Doctors in eastern Bohemia invent vaccine against middle ear infection
Otitis media, or middle ear infection, is an inflammation of the ear chambers that is very common among infants. It often follows a cold and is treated with antibiotics. But doctors at the University of Defence in Hradec Kralove, eastern Bohemia, have now developed a vaccine that helps to significantly reduce the disease. Dr. Roman Prymula heads the epidemiology department at the military faculty and told Dita Asiedu more about the invention:
"Middle ear infection is a very common disease. We can say that it is the major children disease under the age of two. Almost sixty percent of children have this disease but it depends on the particular region. Those are data from the United States; in our country it is relatively lower. The symptoms are sometimes quite common but some are specific. For example pain in the ear, fever, and ear and throat specialists find a red bulk on the eardrum."
If middle ear infection is so common then why has it taken so long for a vaccine to be developed?
"Because it, in reality, is not a dangerous disease. It may affect many people but there are no serious consequences such as death and so on. Originally, this vaccine was invented to cover invasive diseases and this was a side effect. A few years ago, we decided to try it for middle ear infection because the pathogens are relatively similar and it was successful."
And how effective is it? How is it applied?
"The overall efficacy of this vaccine is about 33%, which means that one third of all middle ear infections are prevented. This seems like a relatively low figure but we should take into consideration that middle ear infection is caused by a large variety of various pathogens and we are covering only a part of them."
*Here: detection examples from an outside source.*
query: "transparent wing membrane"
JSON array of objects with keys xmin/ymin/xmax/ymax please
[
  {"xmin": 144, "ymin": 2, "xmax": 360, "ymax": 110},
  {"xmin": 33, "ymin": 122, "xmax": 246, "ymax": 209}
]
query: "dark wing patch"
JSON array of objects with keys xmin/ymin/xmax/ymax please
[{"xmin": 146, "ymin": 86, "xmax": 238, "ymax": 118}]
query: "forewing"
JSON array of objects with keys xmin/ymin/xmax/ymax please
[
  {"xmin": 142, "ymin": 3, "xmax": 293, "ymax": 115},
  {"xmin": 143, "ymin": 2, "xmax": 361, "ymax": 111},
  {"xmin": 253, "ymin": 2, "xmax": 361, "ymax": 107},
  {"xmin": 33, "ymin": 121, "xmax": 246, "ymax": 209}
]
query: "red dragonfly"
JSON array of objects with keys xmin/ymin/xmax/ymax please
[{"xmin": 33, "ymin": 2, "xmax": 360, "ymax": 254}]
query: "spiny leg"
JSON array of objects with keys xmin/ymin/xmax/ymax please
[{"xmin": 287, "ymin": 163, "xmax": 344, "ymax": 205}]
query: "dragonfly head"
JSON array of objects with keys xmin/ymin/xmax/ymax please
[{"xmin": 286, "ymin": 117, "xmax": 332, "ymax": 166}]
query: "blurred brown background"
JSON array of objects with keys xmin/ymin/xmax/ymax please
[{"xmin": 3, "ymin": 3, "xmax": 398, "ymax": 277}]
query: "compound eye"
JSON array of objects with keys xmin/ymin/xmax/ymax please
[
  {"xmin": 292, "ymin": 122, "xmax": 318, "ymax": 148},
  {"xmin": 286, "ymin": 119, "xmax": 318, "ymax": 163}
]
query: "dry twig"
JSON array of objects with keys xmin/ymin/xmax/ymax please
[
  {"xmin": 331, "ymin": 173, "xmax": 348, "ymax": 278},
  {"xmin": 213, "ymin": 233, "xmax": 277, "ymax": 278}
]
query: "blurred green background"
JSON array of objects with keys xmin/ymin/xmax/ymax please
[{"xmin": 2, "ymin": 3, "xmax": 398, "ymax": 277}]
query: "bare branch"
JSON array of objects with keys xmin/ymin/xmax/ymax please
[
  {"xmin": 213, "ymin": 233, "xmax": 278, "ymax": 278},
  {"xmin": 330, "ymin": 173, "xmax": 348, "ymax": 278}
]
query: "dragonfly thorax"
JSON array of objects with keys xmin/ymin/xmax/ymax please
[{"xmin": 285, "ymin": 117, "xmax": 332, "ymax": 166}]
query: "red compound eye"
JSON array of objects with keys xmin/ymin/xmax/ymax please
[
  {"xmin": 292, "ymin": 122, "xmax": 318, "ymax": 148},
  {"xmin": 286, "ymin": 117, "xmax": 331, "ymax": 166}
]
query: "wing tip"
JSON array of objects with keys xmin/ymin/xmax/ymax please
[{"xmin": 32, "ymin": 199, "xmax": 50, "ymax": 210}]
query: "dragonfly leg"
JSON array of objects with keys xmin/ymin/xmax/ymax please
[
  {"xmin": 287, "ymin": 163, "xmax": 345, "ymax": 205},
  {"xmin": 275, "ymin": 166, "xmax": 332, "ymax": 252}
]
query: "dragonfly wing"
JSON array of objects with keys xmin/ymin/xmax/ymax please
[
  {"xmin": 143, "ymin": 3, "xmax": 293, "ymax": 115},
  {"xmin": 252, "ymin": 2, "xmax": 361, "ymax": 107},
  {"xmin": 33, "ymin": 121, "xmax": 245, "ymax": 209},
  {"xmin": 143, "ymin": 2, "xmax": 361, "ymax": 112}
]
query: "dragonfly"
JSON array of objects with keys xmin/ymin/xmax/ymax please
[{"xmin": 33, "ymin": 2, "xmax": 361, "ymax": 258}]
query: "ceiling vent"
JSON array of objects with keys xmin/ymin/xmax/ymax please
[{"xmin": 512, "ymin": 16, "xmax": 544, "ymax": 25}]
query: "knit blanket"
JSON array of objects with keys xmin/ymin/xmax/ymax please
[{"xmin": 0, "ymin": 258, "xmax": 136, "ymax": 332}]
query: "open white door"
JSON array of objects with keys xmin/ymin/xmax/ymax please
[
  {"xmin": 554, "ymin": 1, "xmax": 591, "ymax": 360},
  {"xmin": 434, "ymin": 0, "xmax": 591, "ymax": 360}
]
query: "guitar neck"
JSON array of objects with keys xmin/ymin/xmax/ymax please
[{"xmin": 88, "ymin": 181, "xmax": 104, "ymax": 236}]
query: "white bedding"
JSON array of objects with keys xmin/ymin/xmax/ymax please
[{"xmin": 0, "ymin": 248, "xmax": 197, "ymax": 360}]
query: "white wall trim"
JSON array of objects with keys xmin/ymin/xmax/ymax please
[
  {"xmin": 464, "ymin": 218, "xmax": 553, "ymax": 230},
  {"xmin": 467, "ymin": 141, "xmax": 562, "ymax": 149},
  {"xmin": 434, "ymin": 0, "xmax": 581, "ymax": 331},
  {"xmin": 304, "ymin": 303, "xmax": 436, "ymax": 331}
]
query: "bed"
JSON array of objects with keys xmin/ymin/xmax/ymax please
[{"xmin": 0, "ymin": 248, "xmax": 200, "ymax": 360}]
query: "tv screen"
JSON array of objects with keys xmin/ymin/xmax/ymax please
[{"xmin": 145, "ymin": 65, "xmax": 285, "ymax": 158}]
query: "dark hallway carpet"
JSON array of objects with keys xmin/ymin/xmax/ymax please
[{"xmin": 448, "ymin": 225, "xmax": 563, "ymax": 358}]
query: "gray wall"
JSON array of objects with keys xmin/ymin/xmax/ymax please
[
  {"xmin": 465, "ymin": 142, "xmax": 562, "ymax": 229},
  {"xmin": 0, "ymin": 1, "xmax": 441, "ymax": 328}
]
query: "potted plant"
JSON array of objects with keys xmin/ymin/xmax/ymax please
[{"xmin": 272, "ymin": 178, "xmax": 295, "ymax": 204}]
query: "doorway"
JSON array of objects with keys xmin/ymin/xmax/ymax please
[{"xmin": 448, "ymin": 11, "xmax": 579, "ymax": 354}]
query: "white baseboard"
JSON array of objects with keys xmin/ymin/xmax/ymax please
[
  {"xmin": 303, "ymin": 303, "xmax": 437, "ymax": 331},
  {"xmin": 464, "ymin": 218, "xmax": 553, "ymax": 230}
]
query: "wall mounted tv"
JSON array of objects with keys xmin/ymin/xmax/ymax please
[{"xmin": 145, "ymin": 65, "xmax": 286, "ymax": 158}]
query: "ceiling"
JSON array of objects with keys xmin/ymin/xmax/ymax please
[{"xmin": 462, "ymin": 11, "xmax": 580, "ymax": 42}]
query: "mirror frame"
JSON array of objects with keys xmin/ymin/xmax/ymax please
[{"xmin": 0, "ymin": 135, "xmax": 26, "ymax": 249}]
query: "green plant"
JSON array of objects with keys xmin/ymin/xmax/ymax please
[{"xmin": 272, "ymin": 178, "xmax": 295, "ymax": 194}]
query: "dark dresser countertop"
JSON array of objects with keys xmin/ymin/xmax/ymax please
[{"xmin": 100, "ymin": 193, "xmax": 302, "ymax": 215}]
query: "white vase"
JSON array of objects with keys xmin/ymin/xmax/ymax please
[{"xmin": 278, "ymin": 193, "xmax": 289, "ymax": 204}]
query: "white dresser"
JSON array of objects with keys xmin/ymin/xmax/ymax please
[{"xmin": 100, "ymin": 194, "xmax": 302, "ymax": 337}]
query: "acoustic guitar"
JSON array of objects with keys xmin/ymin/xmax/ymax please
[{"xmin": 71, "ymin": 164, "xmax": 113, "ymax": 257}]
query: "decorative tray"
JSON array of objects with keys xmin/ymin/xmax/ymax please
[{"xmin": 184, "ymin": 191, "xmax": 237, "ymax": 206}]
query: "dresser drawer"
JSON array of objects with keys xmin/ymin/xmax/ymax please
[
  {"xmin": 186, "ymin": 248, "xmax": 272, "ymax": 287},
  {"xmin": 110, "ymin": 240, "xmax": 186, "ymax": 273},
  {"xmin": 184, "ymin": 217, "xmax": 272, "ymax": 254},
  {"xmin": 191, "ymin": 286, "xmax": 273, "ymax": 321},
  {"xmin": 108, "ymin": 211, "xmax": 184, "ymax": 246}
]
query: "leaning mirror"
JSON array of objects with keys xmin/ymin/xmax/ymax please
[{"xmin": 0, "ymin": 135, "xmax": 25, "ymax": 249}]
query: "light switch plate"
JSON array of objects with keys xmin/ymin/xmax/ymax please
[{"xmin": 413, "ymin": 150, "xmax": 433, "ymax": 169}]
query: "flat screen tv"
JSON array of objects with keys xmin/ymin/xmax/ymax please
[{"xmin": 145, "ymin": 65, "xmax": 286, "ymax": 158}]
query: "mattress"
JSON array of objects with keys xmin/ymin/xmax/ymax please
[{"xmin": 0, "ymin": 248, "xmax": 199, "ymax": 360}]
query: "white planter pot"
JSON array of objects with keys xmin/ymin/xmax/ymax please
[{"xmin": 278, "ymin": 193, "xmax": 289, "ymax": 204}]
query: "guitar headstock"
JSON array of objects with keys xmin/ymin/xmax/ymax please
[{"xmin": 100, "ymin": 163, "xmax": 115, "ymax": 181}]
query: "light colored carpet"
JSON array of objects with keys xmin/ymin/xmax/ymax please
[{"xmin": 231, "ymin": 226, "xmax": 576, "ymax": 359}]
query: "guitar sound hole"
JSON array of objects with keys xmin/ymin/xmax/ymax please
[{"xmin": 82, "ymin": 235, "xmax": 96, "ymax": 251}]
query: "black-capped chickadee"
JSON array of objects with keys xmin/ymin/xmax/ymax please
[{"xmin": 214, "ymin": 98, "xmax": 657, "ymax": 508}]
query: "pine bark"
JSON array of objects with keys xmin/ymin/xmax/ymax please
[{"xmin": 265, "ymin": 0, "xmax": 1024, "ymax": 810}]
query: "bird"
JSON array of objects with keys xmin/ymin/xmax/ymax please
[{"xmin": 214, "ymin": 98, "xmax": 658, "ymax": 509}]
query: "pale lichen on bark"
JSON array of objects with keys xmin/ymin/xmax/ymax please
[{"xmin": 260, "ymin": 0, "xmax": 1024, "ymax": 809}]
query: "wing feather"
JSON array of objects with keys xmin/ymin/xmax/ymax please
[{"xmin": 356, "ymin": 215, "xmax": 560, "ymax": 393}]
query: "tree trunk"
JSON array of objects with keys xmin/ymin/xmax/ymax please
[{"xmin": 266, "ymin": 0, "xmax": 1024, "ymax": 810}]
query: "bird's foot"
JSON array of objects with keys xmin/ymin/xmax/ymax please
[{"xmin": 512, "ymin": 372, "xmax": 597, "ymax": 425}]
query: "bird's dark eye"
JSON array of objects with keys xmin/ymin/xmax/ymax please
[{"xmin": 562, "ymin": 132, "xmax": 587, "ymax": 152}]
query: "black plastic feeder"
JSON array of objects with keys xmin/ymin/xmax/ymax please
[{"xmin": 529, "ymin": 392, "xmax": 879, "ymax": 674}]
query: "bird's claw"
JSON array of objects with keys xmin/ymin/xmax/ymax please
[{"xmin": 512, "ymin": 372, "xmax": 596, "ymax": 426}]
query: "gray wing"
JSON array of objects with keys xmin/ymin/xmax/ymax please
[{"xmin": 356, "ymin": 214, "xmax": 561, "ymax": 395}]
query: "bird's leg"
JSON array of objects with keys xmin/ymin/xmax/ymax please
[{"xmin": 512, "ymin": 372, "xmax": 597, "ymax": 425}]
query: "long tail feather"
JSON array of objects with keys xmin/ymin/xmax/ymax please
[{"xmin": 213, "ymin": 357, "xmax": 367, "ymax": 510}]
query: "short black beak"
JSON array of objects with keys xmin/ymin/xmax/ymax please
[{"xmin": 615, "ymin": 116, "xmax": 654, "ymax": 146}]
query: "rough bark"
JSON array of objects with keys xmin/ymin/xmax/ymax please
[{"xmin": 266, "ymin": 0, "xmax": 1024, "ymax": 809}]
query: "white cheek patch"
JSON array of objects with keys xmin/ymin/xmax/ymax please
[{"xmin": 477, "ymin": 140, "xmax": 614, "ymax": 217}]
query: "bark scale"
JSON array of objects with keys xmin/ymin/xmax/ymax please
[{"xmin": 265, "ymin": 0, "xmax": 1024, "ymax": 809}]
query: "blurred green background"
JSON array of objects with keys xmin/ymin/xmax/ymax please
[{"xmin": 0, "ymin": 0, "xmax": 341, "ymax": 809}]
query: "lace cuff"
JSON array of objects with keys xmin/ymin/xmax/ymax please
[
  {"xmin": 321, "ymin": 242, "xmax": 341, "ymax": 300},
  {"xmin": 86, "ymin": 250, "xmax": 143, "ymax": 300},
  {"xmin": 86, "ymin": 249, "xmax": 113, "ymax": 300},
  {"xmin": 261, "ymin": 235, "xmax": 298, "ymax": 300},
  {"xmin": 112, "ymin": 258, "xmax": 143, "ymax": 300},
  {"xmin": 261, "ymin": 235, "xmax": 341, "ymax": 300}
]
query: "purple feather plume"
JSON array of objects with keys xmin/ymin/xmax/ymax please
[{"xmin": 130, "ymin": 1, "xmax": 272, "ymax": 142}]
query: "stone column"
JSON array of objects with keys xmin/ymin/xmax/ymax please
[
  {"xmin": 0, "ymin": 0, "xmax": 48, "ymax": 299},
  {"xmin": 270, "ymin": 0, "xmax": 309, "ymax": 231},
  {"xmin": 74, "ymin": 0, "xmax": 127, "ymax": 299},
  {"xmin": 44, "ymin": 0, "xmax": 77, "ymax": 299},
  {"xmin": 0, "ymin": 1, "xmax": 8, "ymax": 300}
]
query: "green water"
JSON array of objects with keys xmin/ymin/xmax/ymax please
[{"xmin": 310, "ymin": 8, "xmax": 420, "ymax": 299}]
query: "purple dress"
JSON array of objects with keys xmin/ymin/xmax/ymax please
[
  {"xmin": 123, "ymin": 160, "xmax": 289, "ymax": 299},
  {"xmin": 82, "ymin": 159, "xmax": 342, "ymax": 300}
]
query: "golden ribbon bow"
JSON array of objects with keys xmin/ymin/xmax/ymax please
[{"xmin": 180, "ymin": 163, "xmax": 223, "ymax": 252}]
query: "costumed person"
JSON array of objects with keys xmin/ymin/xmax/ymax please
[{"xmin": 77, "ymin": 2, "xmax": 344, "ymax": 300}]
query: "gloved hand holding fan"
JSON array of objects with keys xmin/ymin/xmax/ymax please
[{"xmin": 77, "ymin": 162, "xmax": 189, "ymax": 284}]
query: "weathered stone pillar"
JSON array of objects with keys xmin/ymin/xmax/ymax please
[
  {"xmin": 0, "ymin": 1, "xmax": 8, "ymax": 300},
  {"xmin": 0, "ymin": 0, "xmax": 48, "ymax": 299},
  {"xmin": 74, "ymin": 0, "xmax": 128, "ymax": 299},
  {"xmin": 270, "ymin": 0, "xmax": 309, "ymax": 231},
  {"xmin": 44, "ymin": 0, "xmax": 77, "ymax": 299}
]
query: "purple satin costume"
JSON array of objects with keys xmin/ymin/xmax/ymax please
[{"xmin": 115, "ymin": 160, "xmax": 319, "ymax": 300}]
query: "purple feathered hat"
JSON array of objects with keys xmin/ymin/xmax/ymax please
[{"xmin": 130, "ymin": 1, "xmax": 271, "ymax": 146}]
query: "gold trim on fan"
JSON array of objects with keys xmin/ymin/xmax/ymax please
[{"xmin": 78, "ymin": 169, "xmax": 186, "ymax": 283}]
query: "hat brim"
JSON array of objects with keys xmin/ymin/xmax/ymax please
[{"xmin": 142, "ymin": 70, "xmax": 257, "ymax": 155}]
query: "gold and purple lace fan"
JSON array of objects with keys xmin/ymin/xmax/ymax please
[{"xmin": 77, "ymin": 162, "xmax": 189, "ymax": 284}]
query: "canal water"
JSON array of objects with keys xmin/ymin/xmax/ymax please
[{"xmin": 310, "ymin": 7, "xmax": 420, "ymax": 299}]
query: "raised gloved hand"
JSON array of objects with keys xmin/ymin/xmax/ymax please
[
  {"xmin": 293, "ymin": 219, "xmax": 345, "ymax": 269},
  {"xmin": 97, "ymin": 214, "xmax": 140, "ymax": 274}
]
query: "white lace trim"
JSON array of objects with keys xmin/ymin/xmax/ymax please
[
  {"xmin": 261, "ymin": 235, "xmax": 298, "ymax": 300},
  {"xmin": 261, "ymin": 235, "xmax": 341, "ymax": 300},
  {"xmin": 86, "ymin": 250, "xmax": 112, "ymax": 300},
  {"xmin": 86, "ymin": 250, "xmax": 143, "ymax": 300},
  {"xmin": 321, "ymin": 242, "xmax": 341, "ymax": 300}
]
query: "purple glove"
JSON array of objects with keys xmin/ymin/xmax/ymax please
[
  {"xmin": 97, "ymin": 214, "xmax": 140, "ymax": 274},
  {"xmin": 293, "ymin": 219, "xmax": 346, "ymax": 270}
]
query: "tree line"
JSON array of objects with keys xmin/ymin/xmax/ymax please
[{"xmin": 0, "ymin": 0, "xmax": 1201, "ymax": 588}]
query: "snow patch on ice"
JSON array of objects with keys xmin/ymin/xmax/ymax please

How was the vaccine tested?
"It is currently being tested in various clinical trials. We had 5,000 kids whom we split into two groups. A Hepatitis A vaccine was used as a control vaccine and we compared the occurrence of the disease in both groups."
If it's currently being tested, when do you expect it to be on the market?
"I think the vaccine will be registered in the EU in 2007 and we hope that it will be available in the Czech Republic at the beginning of 2008."